這是金陵城里最喧囂的地界兒,寸土寸金的價錢。這樣的地方,往來間自然也不是尋常人,至于販夫走卒,怕是一輩子也不要想在亂春苑里快活一回。
新進苑的人兒一直跪到隅中時分,才漸漸聽得人語響,這是恩客們醒了。大人們在這銷金窟里待了一夜,自然連骨頭都是軟的,此番都是叫小倌兒紅著屁股哄了好一會兒,才不情不愿從溫柔鄉里爬起來。束了玉帶,扮作人模狗樣。
鏤空的窗子又拿了一層薄紙罩上,徐玉站在外頭,只聽得里頭“啪啪”作響。他就是不用細想,也知曉是有人又壞了規矩。聽聲音,那人此番怕是不太好受。
徐玉心里直敲鼓,若是沒有旁的事,他必然不愿這時候去惹一身晦氣。要知道,江哥脾氣溫和,只要不是學規矩和月末的定省,尋常的小錯一向是得過且過。不過,要是有人犯錯在前,同在屋里的人也不免要掂量下自個兒,不定江哥“順帶”著就罰了。

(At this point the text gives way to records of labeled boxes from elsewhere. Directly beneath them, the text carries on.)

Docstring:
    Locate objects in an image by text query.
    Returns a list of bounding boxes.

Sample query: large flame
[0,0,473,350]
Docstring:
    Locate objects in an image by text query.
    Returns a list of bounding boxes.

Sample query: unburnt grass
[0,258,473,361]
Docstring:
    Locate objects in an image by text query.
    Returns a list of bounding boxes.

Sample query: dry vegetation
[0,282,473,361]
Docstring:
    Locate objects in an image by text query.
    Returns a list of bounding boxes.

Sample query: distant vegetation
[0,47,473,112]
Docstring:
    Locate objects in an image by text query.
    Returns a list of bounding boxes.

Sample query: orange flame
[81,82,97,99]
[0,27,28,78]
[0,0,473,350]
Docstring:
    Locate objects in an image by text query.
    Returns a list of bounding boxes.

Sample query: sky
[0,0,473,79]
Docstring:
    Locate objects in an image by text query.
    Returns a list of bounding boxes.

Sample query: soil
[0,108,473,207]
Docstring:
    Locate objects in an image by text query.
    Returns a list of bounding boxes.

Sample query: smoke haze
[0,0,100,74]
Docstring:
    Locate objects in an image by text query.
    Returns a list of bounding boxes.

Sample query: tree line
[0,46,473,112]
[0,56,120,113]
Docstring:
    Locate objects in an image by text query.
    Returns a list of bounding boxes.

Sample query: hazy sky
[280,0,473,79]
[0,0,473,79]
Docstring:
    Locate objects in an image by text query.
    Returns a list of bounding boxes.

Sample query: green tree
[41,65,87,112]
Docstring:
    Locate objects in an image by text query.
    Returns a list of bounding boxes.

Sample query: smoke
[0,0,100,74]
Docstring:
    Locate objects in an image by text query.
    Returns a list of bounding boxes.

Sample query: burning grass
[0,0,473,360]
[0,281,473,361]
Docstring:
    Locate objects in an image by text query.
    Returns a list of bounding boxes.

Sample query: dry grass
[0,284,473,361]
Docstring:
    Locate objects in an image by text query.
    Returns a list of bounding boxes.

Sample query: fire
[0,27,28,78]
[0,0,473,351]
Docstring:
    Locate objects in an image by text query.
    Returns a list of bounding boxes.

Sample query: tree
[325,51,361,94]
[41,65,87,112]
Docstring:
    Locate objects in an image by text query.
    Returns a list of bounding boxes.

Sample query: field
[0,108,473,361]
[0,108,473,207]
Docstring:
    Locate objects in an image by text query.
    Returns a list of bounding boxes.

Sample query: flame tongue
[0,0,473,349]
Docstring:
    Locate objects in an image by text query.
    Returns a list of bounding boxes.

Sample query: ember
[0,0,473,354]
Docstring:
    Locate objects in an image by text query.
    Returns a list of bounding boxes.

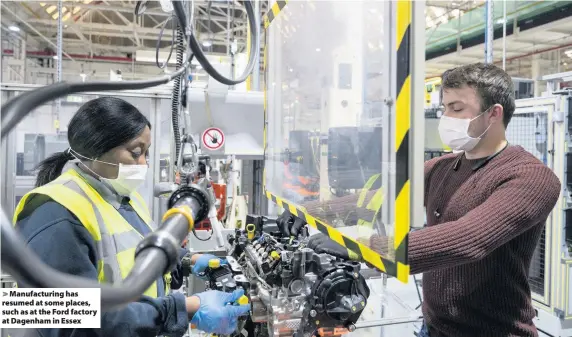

輕輕嘆了口氣,徐玉即便有一萬個不愿意進屋,奈何還有八個新人扔在后堂,總不能不管。
想到這兒,徐玉扣三下門,換來一聲“進”。他壓下心中好奇,不去看是哪個的屁股開了花,只是低頭道,“江哥,新進苑的小子們都齊了”。
“啪啪”之聲依舊不停,戒尺下傳來幾聲嗚咽,叫得人心都酥了。徐玉聽著聲音,竟像是亂春苑里身價數千兩銀子的流云。
“這批新進苑里頭有難纏的嗎?”這聲音很是冷漠,像是北境冬月經久不化的寒冰。
幸而徐玉早就被凍習慣了,只是依言回話,“里頭有一個,原來叫沈知儀。倒也不是難纏,只是太認死理,難馴。”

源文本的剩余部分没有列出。